ACOMPAÑAMIENTO FILIAL Y DEVELADOR
Herramientas para acompañar al muriente y para gestionar el duelo de su entorno
La medicina del siglo XXI contribuye paradójicamente al desfonde del
muriente. Preocupada en exceso por curar, aun sabiendo como aliviar las
penalidades del proceso del morir, consigue que el moribundo que queda
lejos de su hogar o de una unidad de cuidados paliativos sea un náufrago a
la deriva en el mar hospitalario..
El protocolo es insustituible y las pautas sagradas. El paciente entregado al
entramado hospitalario pasa a pertenecer a los rectores de este, que están
aún mas legitimados, no ya solo con la firma protocolaria de los
consentimientos informados y con el acceso del enfermo a la carta de sus
derechos, meros tics creados para la imagen más liberal y democrática de la
política sanitaria de turno, sino que ante el pavor, desconcierto y miedo que
produce el enfrentamiento con la muerte, los familiares ponen en manos
de la institución sanitaria y por ende del médico a su enfermo, que ya deja
de serlo.
En este momento, el muriente es un pecio errante, un ser arrojado a la
soledad más terrible, un ser sufriente con muchas necesidades que han de
ser satisfechas para no hacer de su último tramo lo peor.
En respuesta a esa situación, donde han confluido otras en las que la
obsesión terapéutica ha trasvasado los límites de la autonomía del
muriente, y donde amparados en determinadas creencias religiosas, se
identificaba dolor y sufrimiento como trascendentes y necesarios de
aceptar como actitud purificadora para el muriente, surgieron las unidades
de Cuidados Paliativos.
Esta medicina paliativa, a la que desgraciadamente aún se considera como
una medicina de segundo orden, nace de objetivos distintos de la medicina
curativa, se desarrolla en torno a la mejora de calidad de vida del muriente.
No busca ya la prolongación de la vida a cualquier precio.

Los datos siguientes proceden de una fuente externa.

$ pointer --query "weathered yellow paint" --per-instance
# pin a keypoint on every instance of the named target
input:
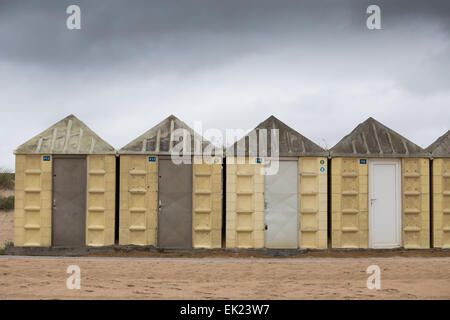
(312, 202)
(207, 205)
(33, 194)
(441, 203)
(138, 200)
(100, 200)
(349, 203)
(244, 203)
(349, 194)
(416, 203)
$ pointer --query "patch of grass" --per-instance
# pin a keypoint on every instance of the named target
(6, 179)
(7, 204)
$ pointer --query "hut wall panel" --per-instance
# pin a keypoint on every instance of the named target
(138, 200)
(349, 206)
(312, 203)
(441, 203)
(415, 206)
(244, 203)
(207, 205)
(100, 200)
(33, 196)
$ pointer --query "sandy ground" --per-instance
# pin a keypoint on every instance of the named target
(310, 278)
(6, 227)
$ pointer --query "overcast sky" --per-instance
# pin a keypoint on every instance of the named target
(228, 63)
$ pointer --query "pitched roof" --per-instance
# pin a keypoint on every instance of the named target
(291, 143)
(68, 136)
(373, 139)
(441, 147)
(157, 140)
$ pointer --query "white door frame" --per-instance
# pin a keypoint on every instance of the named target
(280, 159)
(398, 178)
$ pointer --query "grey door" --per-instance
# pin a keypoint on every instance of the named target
(69, 202)
(281, 207)
(175, 205)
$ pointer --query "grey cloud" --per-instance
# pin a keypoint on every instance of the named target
(313, 64)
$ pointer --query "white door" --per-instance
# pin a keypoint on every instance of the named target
(281, 207)
(384, 204)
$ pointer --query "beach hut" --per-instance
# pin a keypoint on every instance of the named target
(65, 188)
(276, 190)
(440, 152)
(166, 203)
(379, 190)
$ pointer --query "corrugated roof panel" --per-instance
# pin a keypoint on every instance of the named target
(291, 143)
(373, 139)
(68, 136)
(441, 147)
(157, 140)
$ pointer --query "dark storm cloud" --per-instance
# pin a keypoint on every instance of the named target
(229, 63)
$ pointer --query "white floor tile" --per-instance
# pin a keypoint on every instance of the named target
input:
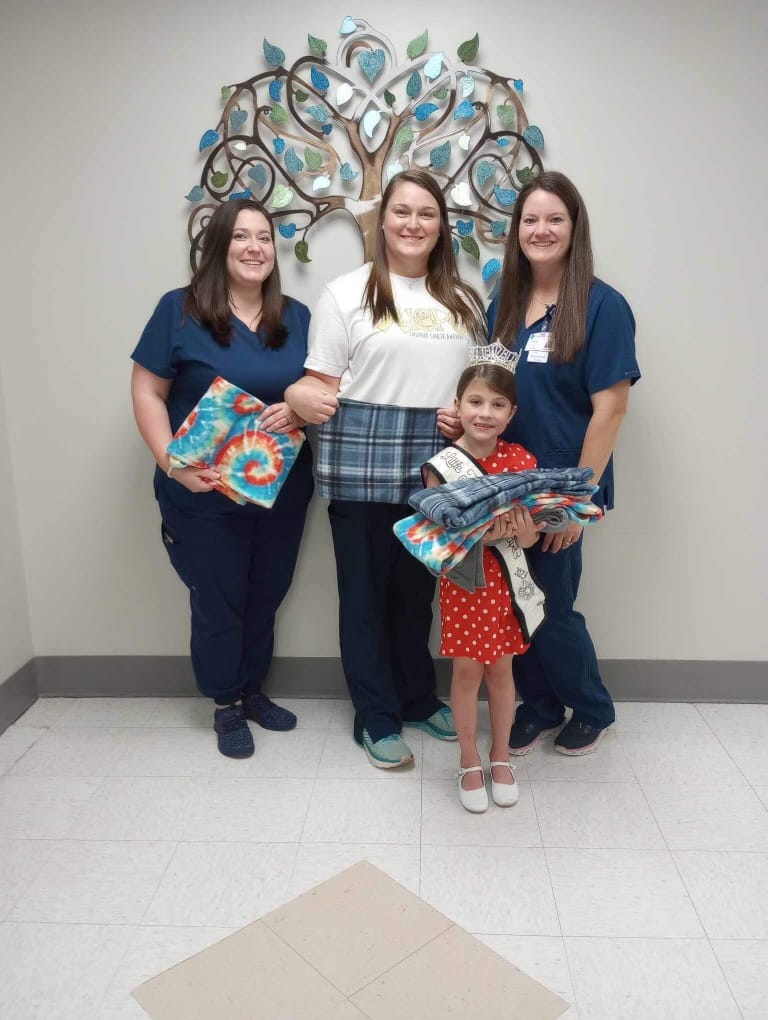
(746, 967)
(647, 979)
(494, 889)
(95, 882)
(729, 891)
(687, 758)
(594, 815)
(42, 807)
(621, 893)
(59, 971)
(222, 883)
(445, 822)
(709, 817)
(358, 811)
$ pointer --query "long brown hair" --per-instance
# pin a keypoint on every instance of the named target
(569, 320)
(443, 279)
(208, 294)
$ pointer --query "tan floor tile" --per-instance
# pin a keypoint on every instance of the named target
(457, 976)
(357, 925)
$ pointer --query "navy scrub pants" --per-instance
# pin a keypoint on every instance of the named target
(560, 667)
(385, 618)
(238, 568)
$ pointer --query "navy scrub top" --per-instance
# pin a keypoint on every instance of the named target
(554, 399)
(176, 347)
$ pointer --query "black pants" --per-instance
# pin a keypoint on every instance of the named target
(238, 568)
(385, 618)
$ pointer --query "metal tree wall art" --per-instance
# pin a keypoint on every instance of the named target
(322, 136)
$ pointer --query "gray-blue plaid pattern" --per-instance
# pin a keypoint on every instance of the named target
(372, 453)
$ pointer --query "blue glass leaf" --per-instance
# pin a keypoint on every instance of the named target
(318, 112)
(258, 174)
(440, 156)
(505, 196)
(533, 136)
(424, 110)
(209, 138)
(463, 110)
(319, 81)
(273, 54)
(293, 163)
(413, 86)
(491, 268)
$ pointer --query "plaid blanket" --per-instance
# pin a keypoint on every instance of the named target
(371, 453)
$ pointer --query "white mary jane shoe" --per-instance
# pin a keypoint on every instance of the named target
(504, 795)
(472, 800)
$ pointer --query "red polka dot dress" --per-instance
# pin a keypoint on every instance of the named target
(482, 626)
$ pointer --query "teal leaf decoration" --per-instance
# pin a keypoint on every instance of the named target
(484, 172)
(413, 86)
(319, 113)
(417, 46)
(533, 136)
(273, 54)
(490, 269)
(463, 110)
(209, 138)
(424, 110)
(320, 82)
(505, 196)
(468, 50)
(293, 162)
(440, 156)
(317, 47)
(371, 63)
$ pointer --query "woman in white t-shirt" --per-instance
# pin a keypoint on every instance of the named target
(387, 345)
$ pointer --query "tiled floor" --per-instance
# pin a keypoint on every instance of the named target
(632, 882)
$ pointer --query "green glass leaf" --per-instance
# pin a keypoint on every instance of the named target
(404, 136)
(471, 247)
(468, 50)
(313, 159)
(301, 250)
(507, 116)
(317, 46)
(417, 46)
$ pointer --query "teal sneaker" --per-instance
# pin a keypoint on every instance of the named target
(390, 752)
(440, 724)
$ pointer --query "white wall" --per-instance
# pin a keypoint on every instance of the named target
(655, 110)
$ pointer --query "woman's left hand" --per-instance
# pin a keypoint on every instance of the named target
(449, 422)
(279, 418)
(554, 542)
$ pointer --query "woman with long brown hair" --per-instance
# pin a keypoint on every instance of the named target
(575, 336)
(238, 561)
(387, 345)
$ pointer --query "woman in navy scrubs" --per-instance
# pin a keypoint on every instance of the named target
(576, 341)
(237, 561)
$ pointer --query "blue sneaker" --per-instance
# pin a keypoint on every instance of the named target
(440, 724)
(390, 752)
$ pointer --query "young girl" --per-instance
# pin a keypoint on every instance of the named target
(480, 630)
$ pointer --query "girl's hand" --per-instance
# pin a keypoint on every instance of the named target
(553, 543)
(449, 422)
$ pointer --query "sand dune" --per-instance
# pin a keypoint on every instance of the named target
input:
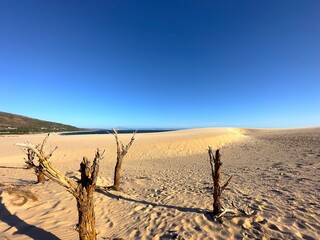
(167, 186)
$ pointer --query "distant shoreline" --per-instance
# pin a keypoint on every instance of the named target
(109, 131)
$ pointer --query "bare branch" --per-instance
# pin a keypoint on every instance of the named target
(49, 171)
(226, 184)
(44, 143)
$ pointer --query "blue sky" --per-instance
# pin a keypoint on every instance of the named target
(167, 64)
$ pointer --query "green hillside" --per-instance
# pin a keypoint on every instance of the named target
(17, 124)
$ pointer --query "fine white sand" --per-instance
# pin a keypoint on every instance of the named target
(167, 186)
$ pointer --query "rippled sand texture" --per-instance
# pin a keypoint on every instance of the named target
(167, 186)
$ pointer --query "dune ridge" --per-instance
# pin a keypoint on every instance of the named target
(167, 186)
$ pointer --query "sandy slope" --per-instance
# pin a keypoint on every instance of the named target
(167, 186)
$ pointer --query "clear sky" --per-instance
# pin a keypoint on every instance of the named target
(164, 64)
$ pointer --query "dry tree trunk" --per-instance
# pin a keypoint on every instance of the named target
(82, 190)
(215, 162)
(121, 152)
(84, 197)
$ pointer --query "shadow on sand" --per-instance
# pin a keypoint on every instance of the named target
(22, 227)
(118, 197)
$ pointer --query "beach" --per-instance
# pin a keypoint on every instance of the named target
(167, 186)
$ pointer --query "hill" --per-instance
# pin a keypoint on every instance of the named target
(17, 124)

Ya no es una lucha contra el tiempo, sino un respeto por este como campo
de enriquecimiento y sentido. En su enfoque integral la medicina paliativa
ya no trata al cuerpo como algo fragmentado, propio de la medicina
curativa, sino como cuerpo de una persona, lo que Cecily Saunders
denomina “dolor total”.
En este punto se propone una participación en el grupo interdisciplinar del
orientador filosófico, en tres esferas que están directamente relacionadas y
que participan en simultáneo en la puesta en escena del final de una vida y
para las que se ofrecen algunas herramientas que no provienen
exclusivamente del método.
En este taller que desarrollaremos en dos sesiones de dos horas de duración
cada una. Desde una doble perspectiva, la de acompañamiento al muriente
y la de acompañamiento a su entorno en la construcción del duelo, el taller
busca acercarnos a un proceso que la postmodernidad ha desnaturalizado,
al tiempo que se ha deshumanizado arrancándolo de su escenario habitual
para trasladarlo a hospitales y tanatorios donde desposeerlo de su
verdadero sentido.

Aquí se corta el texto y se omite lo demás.